Not the film’s primary focus, these women’s individual relationships with Doescher are conduits for larger portraits. Sharp-witted Kristine is a welder by trade who’s been in and out of sex work as a way to support an expensive drug habit. Tammy turns to sex work as a way to support her nonworking parents and a heroin addiction that can cost her anywhere from $200 to $300 a day. Sara, also struggling with addiction, has become estranged from her three children following an acrimonious divorce. Amy was once a sorority sister with a 4.0, a bright future, and stable parents whose addiction has set her life off track. She reminisces wistfully about the days when she had an apartment and found nightly pleasure in deciding what to cook for dinner. 

These women’s realities are bleak, though not without some hope for brighter futures and the encouragement that comes from camaraderie. Miller and Levine are careful in their framing not to make a miserablist anti-sex-work movie; Sweetheart Deal is a humane portrait of women caught in a cycle they’re acutely aware isn’t easy to break out of. It’s difficult to quit hard drugs. It’s difficult to find work when you have a record. And if you do find a job, it’s difficult to stay in it when you’re also dealing with addiction. 

For Tarrell (André Holland), the ultra-successful painter protagonist of artist Titus Kaphar’s feature-directing debut Exhibiting Forgiveness, going home reopens old wounds that have only recently begun scarring over. He’s in town with his son and wife, Aisha (Andra Day), to help his mother, Joyce (a wonderful Aunjanue Ellis-Taylor), finish up packing so that she can move into a new house he’s bought her. The trip will go on longer than expected, though: Joyce hasn’t filled a single box, and only a few hours into Tarrell’s arrival does his 15-years-estranged father, La’Ron (John Earl Jelks), appear, hoping to make amends.

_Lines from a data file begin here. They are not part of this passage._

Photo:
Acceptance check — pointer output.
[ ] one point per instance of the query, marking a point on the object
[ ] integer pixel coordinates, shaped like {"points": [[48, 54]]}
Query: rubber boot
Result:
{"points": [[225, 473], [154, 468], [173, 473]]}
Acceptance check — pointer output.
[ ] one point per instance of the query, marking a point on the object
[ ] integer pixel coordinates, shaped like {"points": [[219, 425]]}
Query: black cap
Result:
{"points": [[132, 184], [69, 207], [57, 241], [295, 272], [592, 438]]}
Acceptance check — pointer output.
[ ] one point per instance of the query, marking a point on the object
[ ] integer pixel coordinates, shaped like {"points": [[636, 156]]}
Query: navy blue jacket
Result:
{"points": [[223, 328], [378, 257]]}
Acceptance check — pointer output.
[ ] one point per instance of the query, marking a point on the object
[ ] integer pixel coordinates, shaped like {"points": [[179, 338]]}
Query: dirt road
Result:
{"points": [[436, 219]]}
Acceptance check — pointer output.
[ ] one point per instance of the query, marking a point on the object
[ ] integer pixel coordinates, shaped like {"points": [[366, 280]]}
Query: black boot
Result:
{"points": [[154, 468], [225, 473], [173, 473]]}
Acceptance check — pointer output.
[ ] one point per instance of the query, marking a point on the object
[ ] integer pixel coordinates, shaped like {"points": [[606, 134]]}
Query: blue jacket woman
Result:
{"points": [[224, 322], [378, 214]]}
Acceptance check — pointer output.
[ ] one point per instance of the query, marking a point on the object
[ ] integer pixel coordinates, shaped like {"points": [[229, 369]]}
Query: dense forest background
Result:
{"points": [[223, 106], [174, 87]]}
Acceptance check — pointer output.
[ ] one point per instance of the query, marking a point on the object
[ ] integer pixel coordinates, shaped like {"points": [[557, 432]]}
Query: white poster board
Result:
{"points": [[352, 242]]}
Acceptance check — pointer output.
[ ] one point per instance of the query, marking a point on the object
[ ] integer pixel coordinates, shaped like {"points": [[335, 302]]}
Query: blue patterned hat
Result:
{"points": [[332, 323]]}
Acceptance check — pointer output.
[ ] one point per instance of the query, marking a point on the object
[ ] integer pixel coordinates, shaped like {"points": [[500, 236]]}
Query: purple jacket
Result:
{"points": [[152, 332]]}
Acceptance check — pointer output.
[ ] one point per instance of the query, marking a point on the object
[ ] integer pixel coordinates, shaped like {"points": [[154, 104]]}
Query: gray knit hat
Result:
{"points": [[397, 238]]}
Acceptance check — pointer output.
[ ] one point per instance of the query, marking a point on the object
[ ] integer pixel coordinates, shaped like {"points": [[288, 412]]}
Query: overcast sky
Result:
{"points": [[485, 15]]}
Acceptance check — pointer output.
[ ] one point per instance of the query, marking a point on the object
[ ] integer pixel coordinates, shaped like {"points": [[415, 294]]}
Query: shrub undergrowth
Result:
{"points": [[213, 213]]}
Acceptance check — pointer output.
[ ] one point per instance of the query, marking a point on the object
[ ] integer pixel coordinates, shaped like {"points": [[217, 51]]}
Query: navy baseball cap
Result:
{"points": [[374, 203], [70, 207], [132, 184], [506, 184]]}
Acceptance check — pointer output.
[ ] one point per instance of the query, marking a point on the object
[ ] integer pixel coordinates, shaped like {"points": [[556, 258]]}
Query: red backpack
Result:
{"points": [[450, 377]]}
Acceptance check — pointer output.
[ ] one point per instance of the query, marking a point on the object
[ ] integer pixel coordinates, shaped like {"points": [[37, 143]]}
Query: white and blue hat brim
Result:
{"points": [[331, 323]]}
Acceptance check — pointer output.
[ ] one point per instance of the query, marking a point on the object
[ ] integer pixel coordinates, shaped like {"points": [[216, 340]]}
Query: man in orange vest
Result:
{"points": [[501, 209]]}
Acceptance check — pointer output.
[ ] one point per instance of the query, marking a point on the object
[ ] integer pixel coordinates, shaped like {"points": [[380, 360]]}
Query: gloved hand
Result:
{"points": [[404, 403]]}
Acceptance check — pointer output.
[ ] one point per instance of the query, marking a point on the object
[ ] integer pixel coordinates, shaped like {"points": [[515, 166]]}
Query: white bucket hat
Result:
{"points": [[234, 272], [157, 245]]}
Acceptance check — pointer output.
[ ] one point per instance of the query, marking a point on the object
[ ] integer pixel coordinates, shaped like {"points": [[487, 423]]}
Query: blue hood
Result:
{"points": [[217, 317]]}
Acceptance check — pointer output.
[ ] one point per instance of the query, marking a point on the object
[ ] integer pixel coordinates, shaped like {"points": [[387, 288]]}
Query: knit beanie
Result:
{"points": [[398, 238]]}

The relationship is, to say the least, fraught: among Exhibiting Forgiveness’ first images are from a dream Tarrell has about La’Ron that will cause him to wake up screaming, ready for a fight. The more we learn about the father-son relationship, the more we understand why. Growing up, La’Ron was addicted to crack — something with which he’s still struggling — and its effects created an atmosphere of restless intensity and fear that sometimes tipped into physical abuse. Exhibiting Forgiveness ponders how possible it is to forgive someone responsible for much of your life’s pain; what’s clear is that Tarrell cannot continue painting through the demons that still follow him, not with recurring nightmares whose aftereffects are this scary to his wife and son or the soon-to-arrive discovery that Joyce’s health is far more fragile than she’s let anybody know. The empathetic-to-everybody, superbly acted Exhibiting Forgiveness doesn’t reach any pat conclusions about the sort of absolution its title might suggest. With much emotional clarity, it faces the messy work of forgiving without forgetting head-on.